#**Normalization**

Normalization is the process of scaling individual samples to have unit norm. This process can be useful if you plan to use a quadratic form such as the dot-product or any other kernel to quantify the similarity of any pair of samples.

This assumption is the base of the Vector Space Model often used in text classification and clustering contexts.

The function normalize provides a quick and easy way to perform this operation on a single array-like dataset, either using the L1, L2, or max norms.

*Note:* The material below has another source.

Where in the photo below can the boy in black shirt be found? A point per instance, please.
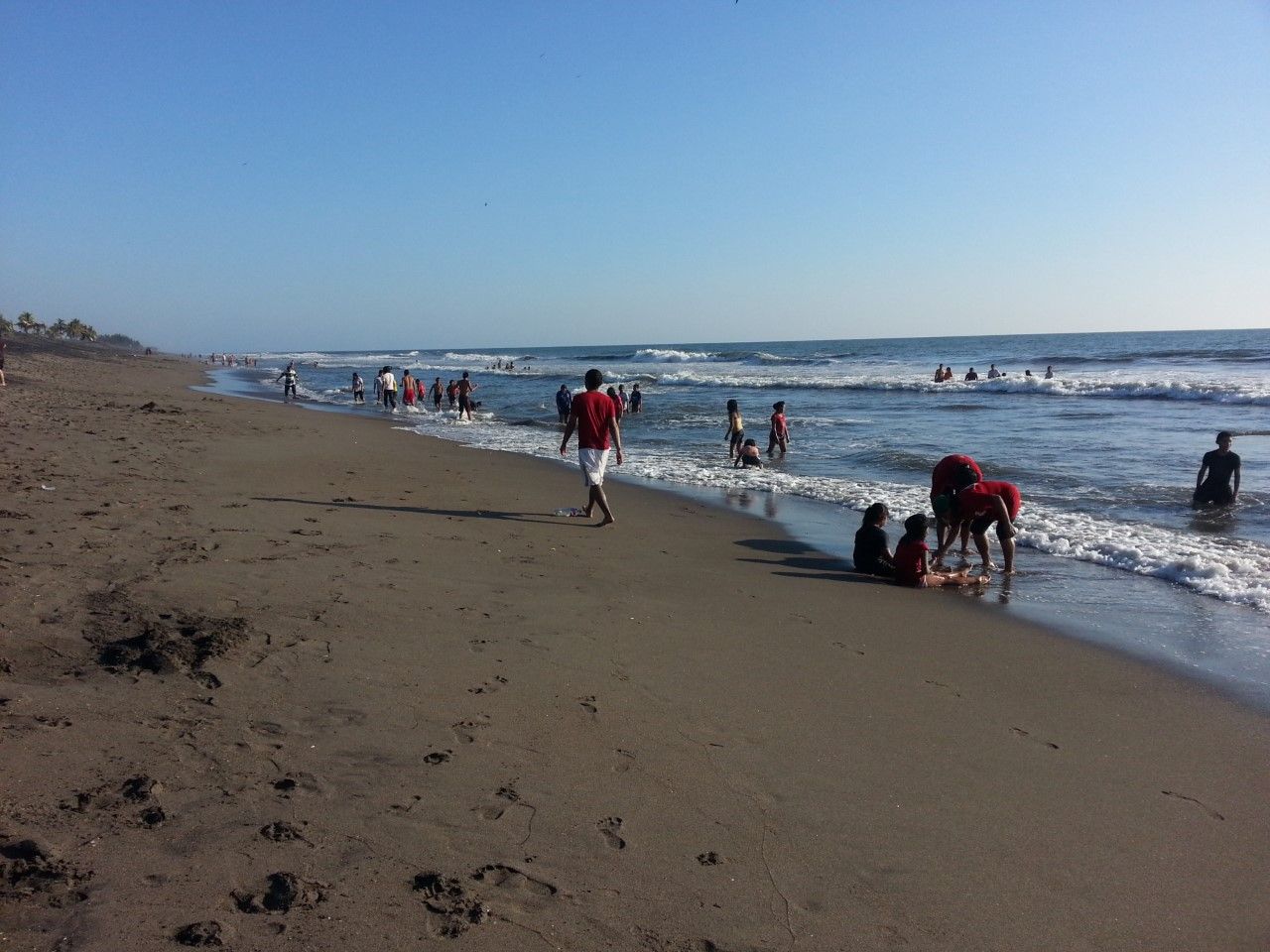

Normalization makes the features more consistent with each other, which allows the model to predict outputs more accurately.


In [None]:
import numpy as np
from sklearn import preprocessing

In [None]:
data = [[ 1., -1.,  2.],  [ 2.,  0.,  0.],  [ 0.,  1., -1.]]
data

[[1.0, -1.0, 2.0], [2.0, 0.0, 0.0], [0.0, 1.0, -1.0]]

**1) L1 Normalization**

The L1 norm that is calculated as the sum of the absolute values of the vector.


In [None]:
#L1 
normalized = preprocessing.normalize(data, norm='l1')
normalized

array([[ 0.25, -0.25,  0.5 ],
       [ 1.  ,  0.  ,  0.  ],
       [ 0.  ,  0.5 , -0.5 ]])

**2) L2 Normalization**

The L2 norm that is calculated as the square root of the sum of the squared vector values.

In [None]:
#L2 
normalized = preprocessing.normalize(data, norm='l2')
normalized

array([[ 0.40824829, -0.40824829,  0.81649658],
       [ 1.        ,  0.        ,  0.        ],
       [ 0.        ,  0.70710678, -0.70710678]])

**3) Max Normalization**

The max norm that is calculated as the maximum vector values.

In [None]:
#max
normalized = preprocessing.normalize(data, norm='max')
normalized

array([[ 0.5, -0.5,  1. ],
       [ 1. ,  0. ,  0. ],
       [ 0. ,  1. , -1. ]])